Dark matter is the aether of the 21st century. Remember that Aether was inferred by observation before 1905. After, not so much.
Inferred by observation? Inferred or observed? What observations? Didn’t Michelson and Morley falsify the ether in 1887?
Timberwoof, physicists needed Special Relativity (1905) to displace Lorentz Ether theory (189?) which worked around Michelson-Morley.
–bks
p.s. Jason, be careful what you wish for; Dark Matter theory can be viewed as a rejection of strong Materialism.
Who’s a strong materialist, bks? Could you maybe point to one, and the words they said that make you think so?

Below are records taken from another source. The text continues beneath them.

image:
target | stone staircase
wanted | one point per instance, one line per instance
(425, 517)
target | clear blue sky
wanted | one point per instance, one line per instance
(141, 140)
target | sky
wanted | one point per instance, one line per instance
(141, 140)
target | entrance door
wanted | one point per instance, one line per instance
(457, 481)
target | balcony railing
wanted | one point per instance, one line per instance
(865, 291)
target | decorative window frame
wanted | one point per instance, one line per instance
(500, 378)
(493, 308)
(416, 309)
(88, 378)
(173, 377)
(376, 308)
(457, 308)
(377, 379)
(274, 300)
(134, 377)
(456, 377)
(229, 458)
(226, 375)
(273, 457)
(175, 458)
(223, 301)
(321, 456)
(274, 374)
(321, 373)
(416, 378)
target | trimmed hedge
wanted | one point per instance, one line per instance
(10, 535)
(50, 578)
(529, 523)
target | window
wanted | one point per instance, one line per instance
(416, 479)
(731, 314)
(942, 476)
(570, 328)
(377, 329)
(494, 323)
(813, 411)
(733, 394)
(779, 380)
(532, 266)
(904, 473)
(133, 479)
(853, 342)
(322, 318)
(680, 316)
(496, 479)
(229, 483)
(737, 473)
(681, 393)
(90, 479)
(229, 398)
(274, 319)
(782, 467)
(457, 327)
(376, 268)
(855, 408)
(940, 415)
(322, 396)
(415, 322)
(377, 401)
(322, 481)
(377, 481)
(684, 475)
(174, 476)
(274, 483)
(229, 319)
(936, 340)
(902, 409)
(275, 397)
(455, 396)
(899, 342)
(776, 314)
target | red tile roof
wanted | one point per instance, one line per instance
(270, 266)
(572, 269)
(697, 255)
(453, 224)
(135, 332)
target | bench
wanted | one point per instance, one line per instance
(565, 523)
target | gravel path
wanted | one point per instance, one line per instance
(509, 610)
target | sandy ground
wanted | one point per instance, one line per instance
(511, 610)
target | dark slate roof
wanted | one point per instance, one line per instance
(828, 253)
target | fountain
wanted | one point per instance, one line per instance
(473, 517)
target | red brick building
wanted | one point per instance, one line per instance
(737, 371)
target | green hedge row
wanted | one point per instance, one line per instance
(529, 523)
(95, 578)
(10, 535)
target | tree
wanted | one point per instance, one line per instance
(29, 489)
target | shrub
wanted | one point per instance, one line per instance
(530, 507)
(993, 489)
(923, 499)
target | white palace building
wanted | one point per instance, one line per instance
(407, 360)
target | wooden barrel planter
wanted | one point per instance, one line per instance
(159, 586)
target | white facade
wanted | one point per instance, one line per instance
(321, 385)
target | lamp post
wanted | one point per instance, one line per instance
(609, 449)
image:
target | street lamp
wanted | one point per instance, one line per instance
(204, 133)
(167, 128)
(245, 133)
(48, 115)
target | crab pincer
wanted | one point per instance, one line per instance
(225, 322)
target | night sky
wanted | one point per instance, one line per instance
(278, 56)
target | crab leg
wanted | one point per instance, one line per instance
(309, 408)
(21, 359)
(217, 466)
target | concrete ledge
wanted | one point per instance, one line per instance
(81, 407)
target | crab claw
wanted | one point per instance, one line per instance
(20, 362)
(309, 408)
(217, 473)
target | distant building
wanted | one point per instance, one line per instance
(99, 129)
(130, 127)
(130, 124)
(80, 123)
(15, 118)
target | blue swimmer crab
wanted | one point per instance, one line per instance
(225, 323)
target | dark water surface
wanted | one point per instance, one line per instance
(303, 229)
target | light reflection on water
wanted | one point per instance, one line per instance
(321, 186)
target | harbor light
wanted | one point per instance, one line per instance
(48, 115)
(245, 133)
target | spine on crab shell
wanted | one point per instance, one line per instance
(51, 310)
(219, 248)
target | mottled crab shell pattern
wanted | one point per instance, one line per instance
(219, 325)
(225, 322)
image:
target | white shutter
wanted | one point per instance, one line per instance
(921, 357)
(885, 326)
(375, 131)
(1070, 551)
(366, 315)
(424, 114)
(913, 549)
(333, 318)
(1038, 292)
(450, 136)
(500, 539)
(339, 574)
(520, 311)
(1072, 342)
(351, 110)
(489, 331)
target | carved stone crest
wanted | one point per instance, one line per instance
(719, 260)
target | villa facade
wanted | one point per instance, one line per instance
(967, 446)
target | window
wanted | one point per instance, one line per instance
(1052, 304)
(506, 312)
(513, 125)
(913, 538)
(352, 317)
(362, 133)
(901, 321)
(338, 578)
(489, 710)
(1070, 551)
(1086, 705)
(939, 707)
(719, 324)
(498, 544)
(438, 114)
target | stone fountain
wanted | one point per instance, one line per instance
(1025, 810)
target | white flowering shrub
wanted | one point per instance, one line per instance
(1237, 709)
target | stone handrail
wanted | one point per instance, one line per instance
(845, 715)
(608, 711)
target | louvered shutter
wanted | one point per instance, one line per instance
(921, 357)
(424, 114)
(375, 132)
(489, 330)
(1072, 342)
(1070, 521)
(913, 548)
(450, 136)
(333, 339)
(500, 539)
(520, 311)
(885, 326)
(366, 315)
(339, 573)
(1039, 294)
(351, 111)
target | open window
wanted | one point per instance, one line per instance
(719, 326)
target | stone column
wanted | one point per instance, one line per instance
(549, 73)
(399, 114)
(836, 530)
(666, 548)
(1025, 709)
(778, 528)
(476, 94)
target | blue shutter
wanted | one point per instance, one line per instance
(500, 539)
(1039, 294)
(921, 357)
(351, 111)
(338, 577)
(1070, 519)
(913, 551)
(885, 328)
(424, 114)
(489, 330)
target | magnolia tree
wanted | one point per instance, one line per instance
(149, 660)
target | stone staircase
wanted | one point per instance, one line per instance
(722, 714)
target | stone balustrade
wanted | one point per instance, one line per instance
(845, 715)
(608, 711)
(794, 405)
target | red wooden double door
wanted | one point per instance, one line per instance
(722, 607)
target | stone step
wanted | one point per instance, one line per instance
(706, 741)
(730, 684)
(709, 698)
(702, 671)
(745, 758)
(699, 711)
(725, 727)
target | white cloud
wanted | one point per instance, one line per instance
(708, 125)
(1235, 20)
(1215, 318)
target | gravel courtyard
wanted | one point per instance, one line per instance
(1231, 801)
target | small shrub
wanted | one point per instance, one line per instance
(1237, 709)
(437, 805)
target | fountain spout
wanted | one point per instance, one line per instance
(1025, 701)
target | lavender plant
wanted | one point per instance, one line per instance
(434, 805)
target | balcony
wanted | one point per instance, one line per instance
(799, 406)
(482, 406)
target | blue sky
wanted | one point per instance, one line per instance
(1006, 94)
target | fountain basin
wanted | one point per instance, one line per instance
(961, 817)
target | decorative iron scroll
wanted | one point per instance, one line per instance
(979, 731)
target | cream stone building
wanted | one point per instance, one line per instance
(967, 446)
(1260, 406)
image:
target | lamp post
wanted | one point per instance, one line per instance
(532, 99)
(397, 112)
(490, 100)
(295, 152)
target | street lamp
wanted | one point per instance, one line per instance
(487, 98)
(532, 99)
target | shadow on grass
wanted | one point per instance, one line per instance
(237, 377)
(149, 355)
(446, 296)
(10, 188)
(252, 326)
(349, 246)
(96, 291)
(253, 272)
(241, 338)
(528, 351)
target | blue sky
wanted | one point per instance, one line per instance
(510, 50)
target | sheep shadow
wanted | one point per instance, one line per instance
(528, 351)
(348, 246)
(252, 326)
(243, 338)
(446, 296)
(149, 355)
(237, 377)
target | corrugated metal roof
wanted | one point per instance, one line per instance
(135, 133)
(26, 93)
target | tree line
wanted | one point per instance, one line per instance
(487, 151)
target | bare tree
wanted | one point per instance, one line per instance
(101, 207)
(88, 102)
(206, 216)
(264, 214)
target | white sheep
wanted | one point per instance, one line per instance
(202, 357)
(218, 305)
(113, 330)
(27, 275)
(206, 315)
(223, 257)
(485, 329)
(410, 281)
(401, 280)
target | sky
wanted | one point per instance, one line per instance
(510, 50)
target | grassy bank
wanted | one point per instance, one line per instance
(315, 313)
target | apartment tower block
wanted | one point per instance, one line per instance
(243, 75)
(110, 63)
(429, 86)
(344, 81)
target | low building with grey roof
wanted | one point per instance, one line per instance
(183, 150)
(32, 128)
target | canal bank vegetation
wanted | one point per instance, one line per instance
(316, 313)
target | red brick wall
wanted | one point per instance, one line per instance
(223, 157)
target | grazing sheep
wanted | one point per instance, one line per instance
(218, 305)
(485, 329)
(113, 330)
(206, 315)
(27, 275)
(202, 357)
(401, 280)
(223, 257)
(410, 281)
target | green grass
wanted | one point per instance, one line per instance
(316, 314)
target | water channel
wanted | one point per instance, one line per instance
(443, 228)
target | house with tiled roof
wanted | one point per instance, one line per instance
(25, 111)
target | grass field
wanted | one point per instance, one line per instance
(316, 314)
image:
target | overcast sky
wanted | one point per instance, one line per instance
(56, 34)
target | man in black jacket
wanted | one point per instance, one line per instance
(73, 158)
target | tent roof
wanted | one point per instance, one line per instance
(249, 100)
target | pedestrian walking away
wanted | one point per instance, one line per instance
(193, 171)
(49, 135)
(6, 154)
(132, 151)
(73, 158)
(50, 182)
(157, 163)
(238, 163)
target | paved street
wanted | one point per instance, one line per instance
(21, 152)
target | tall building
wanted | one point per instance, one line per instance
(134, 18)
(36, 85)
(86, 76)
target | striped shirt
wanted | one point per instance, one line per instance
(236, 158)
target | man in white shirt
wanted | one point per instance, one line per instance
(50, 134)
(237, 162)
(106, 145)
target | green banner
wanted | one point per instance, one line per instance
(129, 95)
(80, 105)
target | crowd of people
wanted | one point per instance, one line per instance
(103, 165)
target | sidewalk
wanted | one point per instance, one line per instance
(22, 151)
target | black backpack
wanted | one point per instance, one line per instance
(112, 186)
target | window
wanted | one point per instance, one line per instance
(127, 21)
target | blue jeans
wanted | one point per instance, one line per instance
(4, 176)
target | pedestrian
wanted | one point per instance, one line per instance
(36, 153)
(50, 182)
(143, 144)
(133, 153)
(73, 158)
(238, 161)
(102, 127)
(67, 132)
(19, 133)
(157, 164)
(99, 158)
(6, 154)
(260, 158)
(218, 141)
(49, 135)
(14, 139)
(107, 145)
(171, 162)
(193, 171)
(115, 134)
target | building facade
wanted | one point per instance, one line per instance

Jason, I’m not accusing anyone of anything. *You* invoked/invited McCarthy who is, or plays in this blog, an anti-Materialist. Dark Matter is fodder for anti-Materialism. No big deal, and I do not have a dog in that fight (the philosophical implications of Physicalism/Materialism are not my strong suit.) Apologies if you thought I was aiming at you. I was just reacting to your comment. It was intended to be humor, but I know that doesn’t always work on the net.
–bks
Depends on the explanatory goal. When friends ask I say it’s matter for which there is evidence via gravitational effects including lensing, but doesn’t give off or reflect radiation.